Welche Maßnahmen der vorangegangenen rechten Regierungen haben am meisten geschadet?

Besonders die Dollarisierung. Seit 2001 hat El Salvador keine eigene Währung mehr. Es gibt nur noch eine Währung: den US-Dollar. Das führt zu verschiedenen Finanzund Wirtschaftsproblemen. Eigentlich hat die Dollarisierung nur den Importeuren und dem Finanzsektor genutzt. Dagegen hat das Land seine Souveränität über geld- und finanzpolitische Entscheidungen verloren: Ob Zinsen oder Wechselkurse – alles wird nun vom Finanzminister der USA bestimmt.

Gibt es weitere hinderliche Hinterlassenschaften der Rechten?

Das Haushaltsdefizit. Wir hatten 300 Millionen Dollar vermutet, real waren es aber 600 Millionen. Das heißt, wir hatten kaum Handlungsspielräume.

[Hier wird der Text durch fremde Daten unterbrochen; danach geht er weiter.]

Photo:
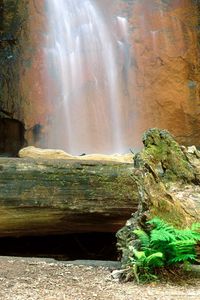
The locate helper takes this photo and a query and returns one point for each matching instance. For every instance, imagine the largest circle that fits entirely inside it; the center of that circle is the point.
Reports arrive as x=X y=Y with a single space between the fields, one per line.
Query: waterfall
x=82 y=57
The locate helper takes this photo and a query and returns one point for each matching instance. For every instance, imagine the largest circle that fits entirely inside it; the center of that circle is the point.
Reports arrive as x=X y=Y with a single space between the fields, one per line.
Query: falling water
x=82 y=55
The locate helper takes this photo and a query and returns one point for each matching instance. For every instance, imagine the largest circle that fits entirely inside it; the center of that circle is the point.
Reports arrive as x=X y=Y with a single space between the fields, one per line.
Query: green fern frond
x=187 y=234
x=182 y=258
x=196 y=227
x=143 y=237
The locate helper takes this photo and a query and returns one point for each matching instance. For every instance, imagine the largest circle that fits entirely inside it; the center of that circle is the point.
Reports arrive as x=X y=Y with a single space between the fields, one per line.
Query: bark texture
x=59 y=196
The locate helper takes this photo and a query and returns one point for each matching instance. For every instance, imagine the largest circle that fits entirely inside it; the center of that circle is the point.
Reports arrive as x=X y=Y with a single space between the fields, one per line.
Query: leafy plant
x=162 y=246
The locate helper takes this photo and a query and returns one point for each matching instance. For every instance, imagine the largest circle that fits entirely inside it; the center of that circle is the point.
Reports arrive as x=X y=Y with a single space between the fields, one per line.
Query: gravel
x=47 y=279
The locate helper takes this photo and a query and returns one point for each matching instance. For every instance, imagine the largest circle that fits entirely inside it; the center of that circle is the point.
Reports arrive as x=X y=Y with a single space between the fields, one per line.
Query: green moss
x=164 y=156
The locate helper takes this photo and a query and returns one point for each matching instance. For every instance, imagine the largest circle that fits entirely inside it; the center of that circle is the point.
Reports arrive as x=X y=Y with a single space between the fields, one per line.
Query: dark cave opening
x=81 y=246
x=11 y=137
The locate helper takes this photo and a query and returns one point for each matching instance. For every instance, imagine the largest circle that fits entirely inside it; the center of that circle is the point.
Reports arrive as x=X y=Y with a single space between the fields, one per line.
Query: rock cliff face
x=160 y=75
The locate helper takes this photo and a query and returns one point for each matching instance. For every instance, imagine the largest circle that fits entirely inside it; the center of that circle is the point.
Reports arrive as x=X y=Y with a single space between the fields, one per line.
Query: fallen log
x=58 y=196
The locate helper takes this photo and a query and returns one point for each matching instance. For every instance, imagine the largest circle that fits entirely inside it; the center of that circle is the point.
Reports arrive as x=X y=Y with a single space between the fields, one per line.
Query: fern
x=164 y=245
x=143 y=237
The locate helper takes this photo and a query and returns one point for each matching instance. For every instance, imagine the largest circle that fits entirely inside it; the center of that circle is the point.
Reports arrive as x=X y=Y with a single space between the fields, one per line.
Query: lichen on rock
x=168 y=187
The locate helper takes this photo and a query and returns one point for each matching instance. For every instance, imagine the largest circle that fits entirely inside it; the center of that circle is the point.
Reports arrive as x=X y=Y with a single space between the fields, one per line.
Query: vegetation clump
x=161 y=246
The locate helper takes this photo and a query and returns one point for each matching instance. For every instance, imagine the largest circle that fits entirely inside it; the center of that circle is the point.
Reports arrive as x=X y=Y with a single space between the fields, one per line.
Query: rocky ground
x=46 y=279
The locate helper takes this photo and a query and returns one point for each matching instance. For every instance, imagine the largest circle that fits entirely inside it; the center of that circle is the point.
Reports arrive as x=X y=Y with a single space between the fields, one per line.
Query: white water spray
x=84 y=83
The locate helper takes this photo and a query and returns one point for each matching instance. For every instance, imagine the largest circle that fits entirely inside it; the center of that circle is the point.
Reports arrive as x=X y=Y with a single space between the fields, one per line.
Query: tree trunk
x=57 y=196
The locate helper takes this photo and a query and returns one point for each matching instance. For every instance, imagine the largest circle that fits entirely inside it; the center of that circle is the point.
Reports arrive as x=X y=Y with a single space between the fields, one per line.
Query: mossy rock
x=164 y=157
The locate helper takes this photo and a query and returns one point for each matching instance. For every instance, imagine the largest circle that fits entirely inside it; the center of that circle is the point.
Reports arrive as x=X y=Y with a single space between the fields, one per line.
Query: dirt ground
x=43 y=279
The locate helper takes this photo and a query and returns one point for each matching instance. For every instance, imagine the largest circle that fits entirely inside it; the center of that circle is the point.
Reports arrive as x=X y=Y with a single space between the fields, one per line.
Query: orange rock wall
x=163 y=74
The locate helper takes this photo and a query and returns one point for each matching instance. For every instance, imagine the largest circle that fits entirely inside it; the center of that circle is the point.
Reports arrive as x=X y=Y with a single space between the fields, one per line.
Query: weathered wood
x=39 y=197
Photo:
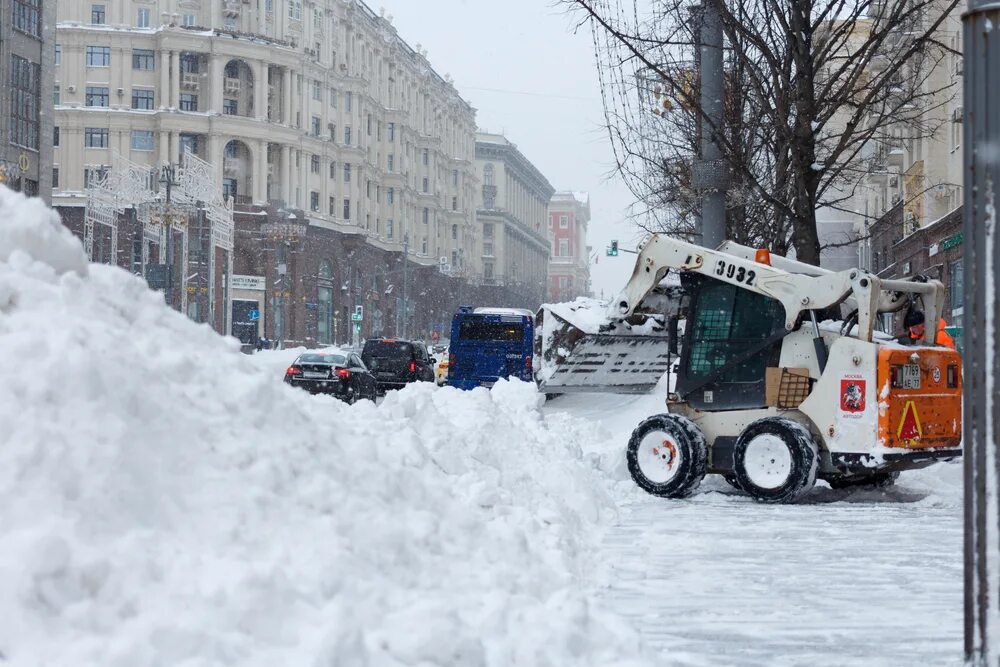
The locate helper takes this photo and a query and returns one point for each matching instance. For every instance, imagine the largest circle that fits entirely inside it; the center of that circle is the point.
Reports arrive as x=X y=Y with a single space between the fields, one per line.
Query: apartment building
x=569 y=263
x=512 y=221
x=26 y=60
x=317 y=118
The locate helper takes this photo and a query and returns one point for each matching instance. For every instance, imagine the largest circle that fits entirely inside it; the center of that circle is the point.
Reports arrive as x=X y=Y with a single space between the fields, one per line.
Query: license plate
x=911 y=377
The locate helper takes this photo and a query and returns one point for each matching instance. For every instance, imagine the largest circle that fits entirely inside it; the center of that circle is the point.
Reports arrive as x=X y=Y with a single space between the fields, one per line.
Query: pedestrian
x=916 y=329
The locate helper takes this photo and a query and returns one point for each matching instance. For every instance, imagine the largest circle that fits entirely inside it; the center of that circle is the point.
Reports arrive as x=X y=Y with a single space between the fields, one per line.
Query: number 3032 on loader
x=770 y=391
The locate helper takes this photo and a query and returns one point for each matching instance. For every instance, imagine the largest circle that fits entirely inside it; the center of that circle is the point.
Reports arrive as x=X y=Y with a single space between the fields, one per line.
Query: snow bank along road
x=166 y=500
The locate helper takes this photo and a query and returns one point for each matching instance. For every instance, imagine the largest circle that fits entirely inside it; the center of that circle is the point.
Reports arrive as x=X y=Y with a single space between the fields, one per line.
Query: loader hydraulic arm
x=796 y=292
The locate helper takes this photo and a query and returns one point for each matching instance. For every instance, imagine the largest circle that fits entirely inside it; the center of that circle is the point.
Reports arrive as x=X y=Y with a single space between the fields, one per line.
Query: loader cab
x=731 y=336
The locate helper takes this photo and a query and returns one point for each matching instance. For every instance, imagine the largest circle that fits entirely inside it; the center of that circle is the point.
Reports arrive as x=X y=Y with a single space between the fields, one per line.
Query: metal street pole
x=981 y=356
x=406 y=261
x=711 y=172
x=167 y=178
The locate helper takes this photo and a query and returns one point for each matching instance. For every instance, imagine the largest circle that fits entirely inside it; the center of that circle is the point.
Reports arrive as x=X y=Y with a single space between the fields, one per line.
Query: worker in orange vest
x=914 y=322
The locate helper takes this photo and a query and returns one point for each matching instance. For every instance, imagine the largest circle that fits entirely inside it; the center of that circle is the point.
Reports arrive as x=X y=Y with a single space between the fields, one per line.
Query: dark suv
x=395 y=363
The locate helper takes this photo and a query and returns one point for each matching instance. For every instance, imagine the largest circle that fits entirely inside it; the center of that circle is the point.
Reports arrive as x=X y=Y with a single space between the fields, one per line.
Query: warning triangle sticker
x=909 y=425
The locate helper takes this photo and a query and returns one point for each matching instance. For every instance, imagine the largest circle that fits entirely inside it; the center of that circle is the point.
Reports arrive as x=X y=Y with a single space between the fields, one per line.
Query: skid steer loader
x=773 y=388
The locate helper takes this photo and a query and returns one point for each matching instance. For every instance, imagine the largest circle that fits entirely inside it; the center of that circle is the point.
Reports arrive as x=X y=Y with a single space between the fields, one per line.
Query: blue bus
x=488 y=344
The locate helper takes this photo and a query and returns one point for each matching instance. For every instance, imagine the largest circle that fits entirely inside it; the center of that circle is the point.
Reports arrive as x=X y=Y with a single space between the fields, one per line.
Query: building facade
x=512 y=211
x=27 y=56
x=569 y=263
x=317 y=117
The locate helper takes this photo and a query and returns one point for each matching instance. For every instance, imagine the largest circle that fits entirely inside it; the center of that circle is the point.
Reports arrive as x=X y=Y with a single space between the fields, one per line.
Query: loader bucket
x=578 y=355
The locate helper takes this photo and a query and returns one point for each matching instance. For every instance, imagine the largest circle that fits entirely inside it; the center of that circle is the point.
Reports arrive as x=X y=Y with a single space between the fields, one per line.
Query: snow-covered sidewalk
x=846 y=578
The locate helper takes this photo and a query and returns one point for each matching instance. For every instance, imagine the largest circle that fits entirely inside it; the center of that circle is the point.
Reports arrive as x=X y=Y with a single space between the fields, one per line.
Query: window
x=142 y=140
x=189 y=142
x=142 y=59
x=96 y=137
x=142 y=99
x=190 y=63
x=92 y=175
x=25 y=101
x=26 y=17
x=97 y=96
x=98 y=56
x=730 y=322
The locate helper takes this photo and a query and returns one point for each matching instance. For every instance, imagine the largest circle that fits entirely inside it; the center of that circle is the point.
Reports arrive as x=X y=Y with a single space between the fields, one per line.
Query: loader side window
x=728 y=322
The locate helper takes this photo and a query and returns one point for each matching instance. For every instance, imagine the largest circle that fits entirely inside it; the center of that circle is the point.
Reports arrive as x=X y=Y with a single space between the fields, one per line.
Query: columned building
x=512 y=214
x=26 y=61
x=569 y=264
x=317 y=116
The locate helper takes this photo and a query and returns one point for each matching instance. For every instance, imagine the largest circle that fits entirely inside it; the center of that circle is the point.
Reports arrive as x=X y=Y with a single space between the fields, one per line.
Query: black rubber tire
x=878 y=480
x=692 y=455
x=804 y=460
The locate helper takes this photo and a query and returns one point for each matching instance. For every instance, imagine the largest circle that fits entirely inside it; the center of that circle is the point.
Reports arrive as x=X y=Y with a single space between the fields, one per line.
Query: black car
x=396 y=363
x=340 y=374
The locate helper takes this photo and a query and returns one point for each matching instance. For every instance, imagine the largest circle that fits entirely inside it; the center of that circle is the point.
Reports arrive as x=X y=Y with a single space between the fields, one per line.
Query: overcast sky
x=519 y=63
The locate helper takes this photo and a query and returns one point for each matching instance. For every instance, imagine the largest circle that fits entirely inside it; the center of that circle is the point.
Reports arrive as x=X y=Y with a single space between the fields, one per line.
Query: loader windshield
x=726 y=324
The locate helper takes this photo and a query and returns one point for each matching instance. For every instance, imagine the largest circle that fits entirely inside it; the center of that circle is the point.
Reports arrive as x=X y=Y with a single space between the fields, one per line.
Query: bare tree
x=817 y=92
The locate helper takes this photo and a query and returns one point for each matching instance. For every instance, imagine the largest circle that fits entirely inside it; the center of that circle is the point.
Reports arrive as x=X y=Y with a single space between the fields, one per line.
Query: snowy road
x=862 y=578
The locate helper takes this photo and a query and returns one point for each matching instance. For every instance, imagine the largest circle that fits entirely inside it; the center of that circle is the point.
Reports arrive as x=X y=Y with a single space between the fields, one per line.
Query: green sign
x=952 y=241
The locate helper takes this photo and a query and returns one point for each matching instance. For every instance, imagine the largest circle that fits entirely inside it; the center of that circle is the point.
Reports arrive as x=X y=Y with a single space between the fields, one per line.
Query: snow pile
x=164 y=501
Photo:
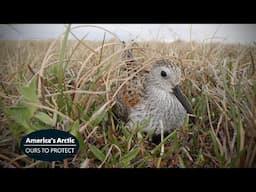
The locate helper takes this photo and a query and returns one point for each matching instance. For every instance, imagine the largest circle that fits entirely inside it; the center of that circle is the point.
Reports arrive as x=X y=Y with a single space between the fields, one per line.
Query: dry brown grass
x=218 y=79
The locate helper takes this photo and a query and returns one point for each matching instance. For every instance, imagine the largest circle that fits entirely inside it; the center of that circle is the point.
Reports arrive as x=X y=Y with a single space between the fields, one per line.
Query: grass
x=69 y=85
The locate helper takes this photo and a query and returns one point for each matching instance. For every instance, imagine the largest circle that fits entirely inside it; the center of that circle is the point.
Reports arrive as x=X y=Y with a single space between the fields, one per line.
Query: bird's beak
x=177 y=92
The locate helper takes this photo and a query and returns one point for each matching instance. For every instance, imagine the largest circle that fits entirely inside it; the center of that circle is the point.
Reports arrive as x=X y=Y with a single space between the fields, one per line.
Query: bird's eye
x=163 y=74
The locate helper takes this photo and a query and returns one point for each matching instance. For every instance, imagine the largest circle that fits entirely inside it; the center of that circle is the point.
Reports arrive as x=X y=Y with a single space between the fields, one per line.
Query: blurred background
x=226 y=33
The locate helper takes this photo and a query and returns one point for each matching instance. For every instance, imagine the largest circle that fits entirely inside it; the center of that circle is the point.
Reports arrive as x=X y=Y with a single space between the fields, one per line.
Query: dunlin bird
x=151 y=97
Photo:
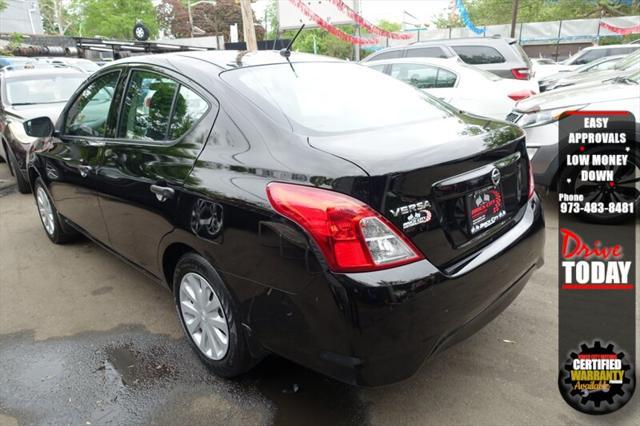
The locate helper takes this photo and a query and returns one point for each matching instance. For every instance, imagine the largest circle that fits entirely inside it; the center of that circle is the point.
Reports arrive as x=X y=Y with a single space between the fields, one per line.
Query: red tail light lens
x=532 y=184
x=520 y=73
x=351 y=235
x=521 y=94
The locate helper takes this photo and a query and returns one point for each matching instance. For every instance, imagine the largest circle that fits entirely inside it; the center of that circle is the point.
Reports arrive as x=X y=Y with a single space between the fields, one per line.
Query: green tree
x=59 y=17
x=325 y=43
x=389 y=26
x=115 y=18
x=272 y=20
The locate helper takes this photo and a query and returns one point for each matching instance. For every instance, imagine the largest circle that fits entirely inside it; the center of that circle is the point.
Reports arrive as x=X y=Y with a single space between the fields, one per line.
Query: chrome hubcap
x=46 y=211
x=203 y=316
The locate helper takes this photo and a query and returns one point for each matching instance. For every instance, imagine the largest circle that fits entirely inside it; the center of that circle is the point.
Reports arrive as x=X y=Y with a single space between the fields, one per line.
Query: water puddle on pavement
x=128 y=376
x=129 y=367
x=302 y=396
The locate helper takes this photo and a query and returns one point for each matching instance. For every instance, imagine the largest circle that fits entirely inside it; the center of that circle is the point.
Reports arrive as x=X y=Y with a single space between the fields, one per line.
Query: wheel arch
x=170 y=256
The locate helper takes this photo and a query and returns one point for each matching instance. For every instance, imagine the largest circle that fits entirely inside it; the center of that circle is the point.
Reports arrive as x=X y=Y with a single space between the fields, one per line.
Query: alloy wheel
x=45 y=210
x=203 y=316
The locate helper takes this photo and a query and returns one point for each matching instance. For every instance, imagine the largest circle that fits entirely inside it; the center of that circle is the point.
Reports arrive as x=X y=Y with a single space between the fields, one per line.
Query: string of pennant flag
x=357 y=18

Was wird im Wahlkampf 2014 wichtig?

Die Dollarisierung werden wir wohl nicht zum Wahlkampfthema machen, da das schwer zu vermitteln ist. Dafür werden wir mehr unsere umfangreicheren außenpolitischen Beziehungen zu Venezuela, China und Russland herausstellen. Früher gab es ja nur die USA. Im Mittelpunkt aber werden die sozialen und wirtschaftlichen Errungenschaften stehen. Ganz wichtig wird wieder sein, einen Haus-zu-Haus-Wahlkampf zu führen. Wir haben eben nicht die Massenmedien hinter uns. Deshalb werden wir die Leute wieder zu Hause, bei ihren Familien besuchen und unsere Erfolge erläutern und unsere Ziele verdeutlichen. Auch mit einer etwa 20-minütigen DVD, die unserem Präsidentschaftskandidaten Leonel Gonzalez ein »neues Gesicht« gibt. Viele Salvadorianer kennen ihn noch als Guerillakommandanten oder als Bildungsminister der derzeitigen Regierung. Ich bin zuversichtlich: So werden wir die Wahlen gewinnen.